Uno de ellos es la crispada oposición actual al Gobierno de una derecha que parece hundir sus raíces en el pasado.
Otro es lo mucho que con motivo del 70º aniversario de su comienzo se ha hablado y escrito sobre la Guerra Civil de 1936-1939, sin que haya una interpretación aceptada por todos de las causas y el tenor del conflicto. Pasan los años y siguen desgranándose las preguntas, que reciben respuestas dispares. ¿Por qué tanto cainismo? ¿Cometieron Franco y los suyos un acto criminal al alzarse contra un Gobierno legítimo o tuvieron atenuantes y, según algunos, hasta eximentes? ¿Fueron todos culpables? ¿Por qué hubo tantos golpistas? ¿Y por qué los políticos de la época fueron incapaces de impedir la tragedia? Son tantos los interrogantes que es difícil aclararlos uno a uno. Sería menester para ello disponer de una explicación cabal de nuestra historia, que no tenemos, lo que nos distingue de otros países europeos que también tuvieron un siglo XX conflictivo, pero que lo han asumido y no lo discuten.

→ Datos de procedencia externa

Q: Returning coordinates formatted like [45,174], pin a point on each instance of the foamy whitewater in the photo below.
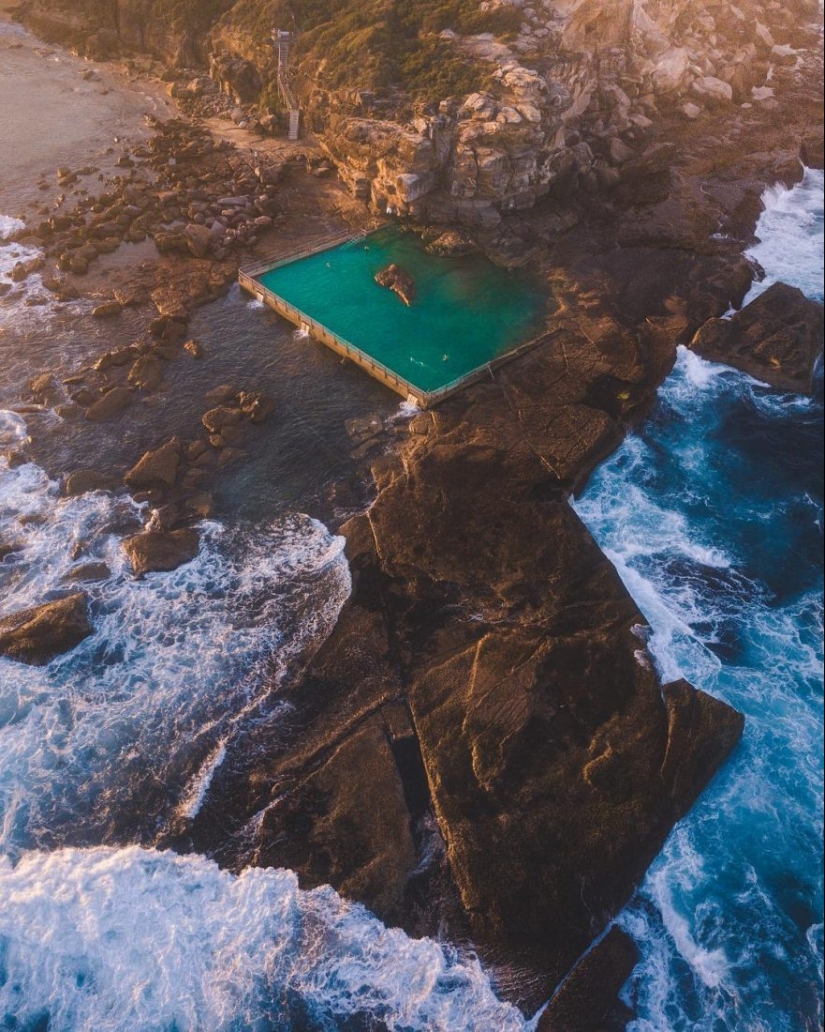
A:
[712,515]
[122,737]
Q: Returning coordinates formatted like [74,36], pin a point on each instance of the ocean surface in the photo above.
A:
[712,514]
[115,748]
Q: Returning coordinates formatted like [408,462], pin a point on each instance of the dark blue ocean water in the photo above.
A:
[712,514]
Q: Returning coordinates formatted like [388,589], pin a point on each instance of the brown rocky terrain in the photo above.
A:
[482,741]
[38,634]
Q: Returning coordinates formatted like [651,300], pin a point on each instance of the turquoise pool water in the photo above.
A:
[467,311]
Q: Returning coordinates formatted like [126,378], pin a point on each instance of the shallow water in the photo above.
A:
[186,676]
[712,514]
[466,311]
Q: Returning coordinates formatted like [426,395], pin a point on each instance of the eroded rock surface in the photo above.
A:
[161,550]
[37,635]
[776,339]
[399,281]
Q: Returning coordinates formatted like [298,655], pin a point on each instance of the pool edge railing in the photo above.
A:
[421,398]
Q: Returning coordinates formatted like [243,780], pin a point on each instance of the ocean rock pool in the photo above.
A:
[467,312]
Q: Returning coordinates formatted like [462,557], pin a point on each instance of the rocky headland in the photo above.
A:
[482,743]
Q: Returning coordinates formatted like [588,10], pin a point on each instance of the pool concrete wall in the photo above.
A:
[248,279]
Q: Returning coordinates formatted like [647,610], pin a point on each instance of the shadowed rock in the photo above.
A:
[110,405]
[37,635]
[399,281]
[590,991]
[159,551]
[776,339]
[158,468]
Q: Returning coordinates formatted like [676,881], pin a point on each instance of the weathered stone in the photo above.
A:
[217,418]
[156,551]
[107,310]
[776,339]
[110,405]
[121,356]
[379,851]
[37,635]
[256,406]
[591,990]
[147,373]
[399,281]
[157,468]
[83,481]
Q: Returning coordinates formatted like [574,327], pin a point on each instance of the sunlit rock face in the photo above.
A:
[568,95]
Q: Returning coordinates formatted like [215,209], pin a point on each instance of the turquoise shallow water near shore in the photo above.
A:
[712,514]
[467,311]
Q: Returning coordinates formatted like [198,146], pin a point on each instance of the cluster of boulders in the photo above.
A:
[575,101]
[188,194]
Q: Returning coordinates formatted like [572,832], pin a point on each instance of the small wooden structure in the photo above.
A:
[282,40]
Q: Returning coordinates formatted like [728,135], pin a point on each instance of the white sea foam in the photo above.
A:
[791,236]
[8,225]
[104,940]
[723,947]
[13,429]
[179,663]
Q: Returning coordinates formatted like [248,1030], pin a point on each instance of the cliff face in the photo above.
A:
[461,110]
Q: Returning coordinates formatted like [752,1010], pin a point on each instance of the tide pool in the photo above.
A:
[467,311]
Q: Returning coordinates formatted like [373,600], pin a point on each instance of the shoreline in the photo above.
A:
[408,653]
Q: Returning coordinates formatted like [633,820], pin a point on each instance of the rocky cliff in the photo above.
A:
[482,742]
[457,109]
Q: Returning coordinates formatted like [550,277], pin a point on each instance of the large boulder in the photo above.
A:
[157,468]
[776,339]
[155,551]
[399,281]
[589,993]
[37,635]
[110,405]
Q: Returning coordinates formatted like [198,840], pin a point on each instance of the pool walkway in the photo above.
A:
[249,281]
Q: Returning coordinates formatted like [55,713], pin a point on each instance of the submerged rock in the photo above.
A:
[255,406]
[590,992]
[82,481]
[776,339]
[161,550]
[107,310]
[37,635]
[399,281]
[110,405]
[157,468]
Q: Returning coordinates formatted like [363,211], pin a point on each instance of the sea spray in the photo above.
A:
[138,940]
[724,486]
[116,737]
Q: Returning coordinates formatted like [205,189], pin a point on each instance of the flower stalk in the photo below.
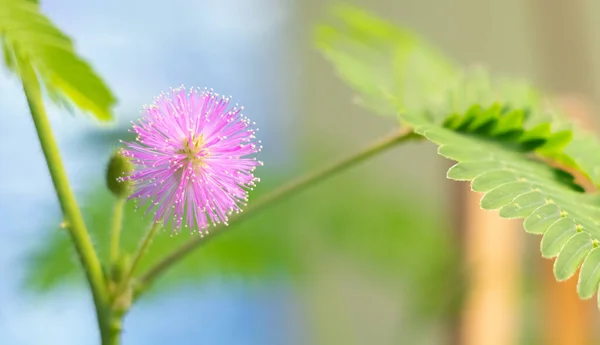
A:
[275,197]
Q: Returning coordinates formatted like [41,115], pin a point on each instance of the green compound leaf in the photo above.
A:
[396,72]
[393,68]
[503,161]
[490,143]
[27,36]
[589,277]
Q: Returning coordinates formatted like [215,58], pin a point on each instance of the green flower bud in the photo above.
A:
[118,166]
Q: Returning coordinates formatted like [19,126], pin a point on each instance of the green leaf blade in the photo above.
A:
[589,277]
[29,37]
[572,255]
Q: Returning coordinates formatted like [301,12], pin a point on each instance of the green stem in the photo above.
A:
[115,237]
[142,250]
[274,198]
[124,284]
[68,203]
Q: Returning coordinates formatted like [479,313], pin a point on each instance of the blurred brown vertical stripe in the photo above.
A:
[492,255]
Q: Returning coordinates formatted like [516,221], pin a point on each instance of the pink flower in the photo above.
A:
[192,158]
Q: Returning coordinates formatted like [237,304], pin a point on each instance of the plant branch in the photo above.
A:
[277,196]
[68,203]
[115,237]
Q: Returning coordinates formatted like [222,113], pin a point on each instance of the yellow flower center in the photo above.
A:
[194,151]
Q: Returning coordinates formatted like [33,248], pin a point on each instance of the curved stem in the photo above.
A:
[68,203]
[142,249]
[275,197]
[115,237]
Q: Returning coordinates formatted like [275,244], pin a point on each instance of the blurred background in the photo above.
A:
[389,252]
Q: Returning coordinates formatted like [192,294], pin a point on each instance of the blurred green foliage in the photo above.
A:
[29,37]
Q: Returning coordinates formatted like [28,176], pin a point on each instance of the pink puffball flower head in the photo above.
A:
[192,158]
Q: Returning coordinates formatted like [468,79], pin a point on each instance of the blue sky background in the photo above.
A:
[237,47]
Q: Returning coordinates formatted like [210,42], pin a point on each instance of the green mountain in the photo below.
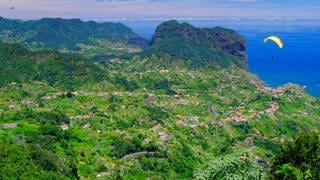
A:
[63,116]
[200,47]
[90,38]
[67,71]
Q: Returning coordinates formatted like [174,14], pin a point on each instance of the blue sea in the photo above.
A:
[298,62]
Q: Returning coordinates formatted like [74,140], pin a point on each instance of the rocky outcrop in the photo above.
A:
[200,45]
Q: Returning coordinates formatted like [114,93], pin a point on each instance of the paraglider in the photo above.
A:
[275,39]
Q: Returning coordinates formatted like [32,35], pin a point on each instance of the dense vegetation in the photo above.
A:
[63,116]
[200,47]
[57,69]
[299,159]
[104,39]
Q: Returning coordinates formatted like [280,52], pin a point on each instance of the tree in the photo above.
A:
[298,159]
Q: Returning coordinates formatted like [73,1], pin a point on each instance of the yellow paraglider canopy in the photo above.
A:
[275,39]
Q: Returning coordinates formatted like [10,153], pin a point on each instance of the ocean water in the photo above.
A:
[298,62]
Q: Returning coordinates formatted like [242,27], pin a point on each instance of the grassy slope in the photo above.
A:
[146,117]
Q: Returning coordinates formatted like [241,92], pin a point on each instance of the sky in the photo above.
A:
[148,9]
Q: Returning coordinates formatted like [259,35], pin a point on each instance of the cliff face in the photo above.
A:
[200,45]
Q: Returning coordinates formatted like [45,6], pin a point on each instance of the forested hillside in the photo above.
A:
[150,116]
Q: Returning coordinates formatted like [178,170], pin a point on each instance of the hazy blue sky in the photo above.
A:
[108,9]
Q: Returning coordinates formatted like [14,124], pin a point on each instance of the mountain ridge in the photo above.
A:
[201,46]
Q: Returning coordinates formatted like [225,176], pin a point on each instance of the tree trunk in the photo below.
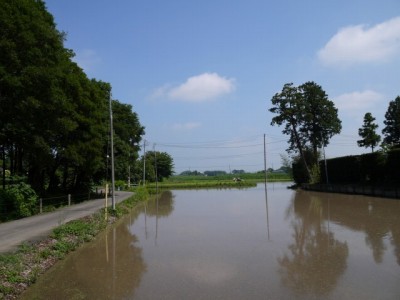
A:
[300,147]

Sin embargo, a la hora de buscar razones a lo que ocurrió, es posible encontrar, bastante antes de 1931, unas características que explicarían la Guerra Civil por motivos más complejos que el fascismo de unos y el sectarismo o la ineficacia de otros. En la historia universal y más concretamente en la de Occidente, lo que cabe llamar modernización y que consistió en grandes avances políticos, sociales y económicos fue el resultado de una evolución de al menos de tres siglos, con sus zigzags y, huelga decirlo, con muchas convulsiones. Al final, con todo, y pese a que siga habiendo imperfecciones, el progreso fue enorme, constituyendo esa modernización de los países desarrollados uno de los hitos del discurrir de la humanidad.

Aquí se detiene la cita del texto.